Professor Johnjoe McFadden from the School of Biomedical and Life Sciences
at the University of Surrey believes our conscious mind could be an
electromagnetic field. "The theory solves many previously intractable
problems of consciousness and could have profound implications for our
concepts of mind, free will, spirituality, the design of artificial
intelligence, and even life and death," he said.
Most people consider 'mind' to be all the conscious things that we
are aware of. But much, if not most, mental activity goes on without
awareness. Actions like walking, changing gear in your car or peddling
a bicycle can become as automatic as breathing. The biggest puzzle in
neuroscience is how the brain activity that we're aware of (consciousness)
differs from the brain activity driving all of those unconscious actions.
When we see an object, signals from our retina travel along nerves
as waves of electrically charged ions. When they reach the nerve terminus
the signal jumps to the next nerve via chemical neurotransmitters. The
receiving nerve decides whether or not it will fire, based on the number
of firing votes it receives from its upstream nerves. In this way, electrical
signals are processed in our brain before being transmitted to our body.

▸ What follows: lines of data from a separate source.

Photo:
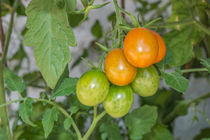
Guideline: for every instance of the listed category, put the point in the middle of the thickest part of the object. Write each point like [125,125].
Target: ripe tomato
[118,101]
[146,82]
[117,68]
[162,47]
[140,47]
[92,87]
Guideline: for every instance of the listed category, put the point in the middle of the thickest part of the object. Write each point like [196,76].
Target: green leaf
[110,132]
[96,29]
[204,134]
[3,132]
[50,116]
[159,132]
[60,3]
[25,110]
[73,109]
[181,44]
[206,63]
[84,3]
[67,123]
[71,5]
[14,83]
[50,34]
[67,87]
[140,121]
[176,81]
[181,108]
[75,19]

But where in all this movement of ions and chemicals, is consciousness?
Scientists can find no region or structure in the brain that specialises
in conscious thinking. Consciousness remains a mystery.
"Consciousness is what makes us 'human', Professor McFadden said.
"Language, creativity, emotions, spirituality, logical deduction,
mental arithmetic, our sense of fairness, truth, ethics, are all inconceivable
without consciousness." But what's it made of?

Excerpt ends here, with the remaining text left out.